Monsanto In Our Milk
The mad geniuses at Monsanto have found yet another way to sell us poisoned food for profit. Not
only have they given us genetically altered corn, wheat and beans, they now have figured out a way to taint our milk.
It was announced only days ago that the U. S. Food and Drug Administration has approved the company's
production of a powder called Posilac at its $180 million manufacturing plant in Augusta, Ga.
Posilac, a genetically-engineered bovine growth hormone known as rBGH, is touted by the company
as a natural substance that increases milk production in cows by about eight to 12 pounds per day and thus allows dairy farmers
to increase their income.
What the promotions don't say is that the FDA obviously rolled over for the powerful Monsanto Corporation
on this product, as it appears to have done for the company's many other GMO inventions. The government agency failed
to take a close look at what rBGH could do to milk consumers and possibly even the livestock that receive it.
One investigative report states that Monsanto lied when it listed the various amino acids within
the 191 amino acid chain structure of BST. It said amino acid No. 144 was lysine, when, in fact, it was a freak new creation
produced in the process of making the product.
The error was discovered by Monsanto scientist Bernard Violand and published in the July 1994 issue
of the journal Protein Science. Instead of the natural lysine, the company created a freak amino acid now identified as epsilon-N-acetyllysine.
And the FDA never examined this substance, Violand charged. It has allowed this new "frankenfood" to enter our food chain.
The Cancer Prevention Coalition has warned that rBGH research has already indicated that consumption
by humans may speed the growth of human breast and prostate cancers.
The Consumers Union carries the warnings even farther. It believes the hormone accelerates puberty
in children and causes bone disease and other problems in cows. The product is already banned in Canada, the European Union
and numerous other countries. But cattle in the US are free to receive it.
Here is what is alarming the scientists outside of the Monsanto labs who are taking a close look
--The stuff, when injected in cows, induces a 70 to 1000 percent increase in the levels of a hormone
called IGF-1. This volume of IGF-1 is not destroyed by digestion and gets absorbed into the body.

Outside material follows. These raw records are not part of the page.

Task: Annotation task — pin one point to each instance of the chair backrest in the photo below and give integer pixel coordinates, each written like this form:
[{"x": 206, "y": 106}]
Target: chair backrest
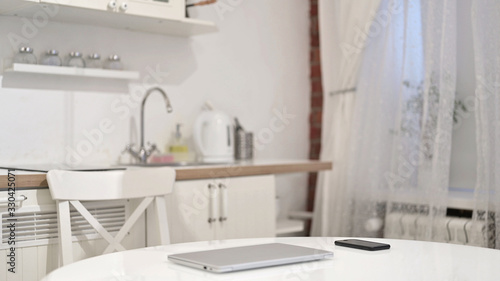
[
  {"x": 70, "y": 187},
  {"x": 110, "y": 185}
]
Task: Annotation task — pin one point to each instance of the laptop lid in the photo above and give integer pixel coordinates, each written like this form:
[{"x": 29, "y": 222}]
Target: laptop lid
[{"x": 248, "y": 257}]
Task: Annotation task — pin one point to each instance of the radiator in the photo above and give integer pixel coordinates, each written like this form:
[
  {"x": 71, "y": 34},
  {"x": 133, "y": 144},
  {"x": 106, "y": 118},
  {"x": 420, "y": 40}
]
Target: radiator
[
  {"x": 454, "y": 230},
  {"x": 36, "y": 233}
]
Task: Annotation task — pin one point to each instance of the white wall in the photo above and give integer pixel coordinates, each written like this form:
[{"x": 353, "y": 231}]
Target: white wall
[
  {"x": 257, "y": 63},
  {"x": 463, "y": 153}
]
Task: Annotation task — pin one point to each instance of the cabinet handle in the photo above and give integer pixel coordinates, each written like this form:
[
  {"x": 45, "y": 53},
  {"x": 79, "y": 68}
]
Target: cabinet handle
[
  {"x": 212, "y": 217},
  {"x": 124, "y": 6},
  {"x": 223, "y": 205},
  {"x": 112, "y": 5}
]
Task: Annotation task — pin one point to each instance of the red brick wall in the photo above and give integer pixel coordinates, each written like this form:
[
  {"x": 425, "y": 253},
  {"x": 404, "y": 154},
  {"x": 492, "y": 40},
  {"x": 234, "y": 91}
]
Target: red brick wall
[{"x": 316, "y": 99}]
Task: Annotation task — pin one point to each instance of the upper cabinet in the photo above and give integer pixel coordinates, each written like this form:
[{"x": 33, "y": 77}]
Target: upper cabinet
[{"x": 152, "y": 16}]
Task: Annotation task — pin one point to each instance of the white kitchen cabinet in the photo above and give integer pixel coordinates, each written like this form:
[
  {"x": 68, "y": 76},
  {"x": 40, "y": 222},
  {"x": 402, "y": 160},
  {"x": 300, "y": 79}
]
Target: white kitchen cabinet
[
  {"x": 173, "y": 9},
  {"x": 236, "y": 207}
]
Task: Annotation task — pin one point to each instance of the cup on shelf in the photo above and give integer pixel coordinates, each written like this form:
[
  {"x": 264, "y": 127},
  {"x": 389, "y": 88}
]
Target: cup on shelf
[
  {"x": 75, "y": 59},
  {"x": 51, "y": 57},
  {"x": 25, "y": 55},
  {"x": 113, "y": 62}
]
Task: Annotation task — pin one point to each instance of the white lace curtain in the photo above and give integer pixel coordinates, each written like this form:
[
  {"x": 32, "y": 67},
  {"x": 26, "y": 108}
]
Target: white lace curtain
[
  {"x": 398, "y": 143},
  {"x": 486, "y": 34}
]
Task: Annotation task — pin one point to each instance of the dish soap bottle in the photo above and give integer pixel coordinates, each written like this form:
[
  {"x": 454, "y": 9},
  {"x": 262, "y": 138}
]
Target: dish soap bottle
[{"x": 179, "y": 147}]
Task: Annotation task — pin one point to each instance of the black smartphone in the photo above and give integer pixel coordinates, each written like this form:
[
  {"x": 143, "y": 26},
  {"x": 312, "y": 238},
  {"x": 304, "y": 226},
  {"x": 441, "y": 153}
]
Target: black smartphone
[{"x": 362, "y": 244}]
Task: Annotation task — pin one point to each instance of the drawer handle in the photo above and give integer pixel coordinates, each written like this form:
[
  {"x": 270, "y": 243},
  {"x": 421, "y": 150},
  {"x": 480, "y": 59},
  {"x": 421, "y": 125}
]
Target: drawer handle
[
  {"x": 224, "y": 199},
  {"x": 16, "y": 199},
  {"x": 212, "y": 217}
]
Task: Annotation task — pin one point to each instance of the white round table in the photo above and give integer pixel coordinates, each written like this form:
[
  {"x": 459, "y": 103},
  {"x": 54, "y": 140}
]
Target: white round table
[{"x": 406, "y": 260}]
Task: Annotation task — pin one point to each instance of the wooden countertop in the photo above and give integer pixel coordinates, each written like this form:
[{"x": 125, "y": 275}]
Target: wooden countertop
[{"x": 37, "y": 180}]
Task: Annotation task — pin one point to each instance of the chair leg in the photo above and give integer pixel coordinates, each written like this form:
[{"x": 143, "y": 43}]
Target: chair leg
[
  {"x": 64, "y": 228},
  {"x": 161, "y": 211}
]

The hormone is known to
stimulate the proliferation of cancer cells, especially in the breast and prostate areas of the human body.
--An article in Cancer Research (June 1995) states that tests in a Philadelphia laboratory by Renato
Baserga shows that IGF-1 not only establishes the maintenance of tumors, it may also stimulate the progression and aggressiveness
of childhood leukemias "to a point that chemotherapy could not be effective."
--George L. Tritsch, a now retired cancer research scientist, warned in yet another article: "The
widespread consumption of BST [rBGH] supplemented milk is therefore an experiment on an unsuspecting population that could
have horrendous consequences and overwhelm the health care system. . . I can conceive of no animal experiments to test this
and to provide hard data to predict the magnitude and time frame for this effect. The risk to benefit ratio of this experiment
is clearly not in favor of the consumer."
--Cows injected with rBGH are prone to mastitis, an infection of the udder. This leads to an increase
in pus in the milk plus antibiotic residues. This could lead to an increase in antibiotic resistant diseases in people who
consume milk and milk products.
--Also pasteurization does not destroy rBGH so people who consume milk from injected cows also receive
the hormone directly in their bodies.
How can we avoid getting rBGH contaminated milk? Because of lawsuits filed by the corporate giant
Monsanto, and threats of lawsuits, it may not be possible to know.
For example, Monsanto is suing family-owned Oakhurst Dairy in Maine because of a label that reads:
"Our Farmers Pledge: No artificial growth hormones." Ironically, it is the FDA, which is in place to protect the consumer,
that gives Monsanto the grounds for this law suit. The FDA takes the position that there is no significant difference between
milk produced by treated and untreated cows. Thus dairies may not say that their milk is "rBST-free."
This means that not only the milk in your grocery store, but even in the local health food store,
may contain this stuff. It also will show up in dairy products like yogert, butter, ice cream and cheese.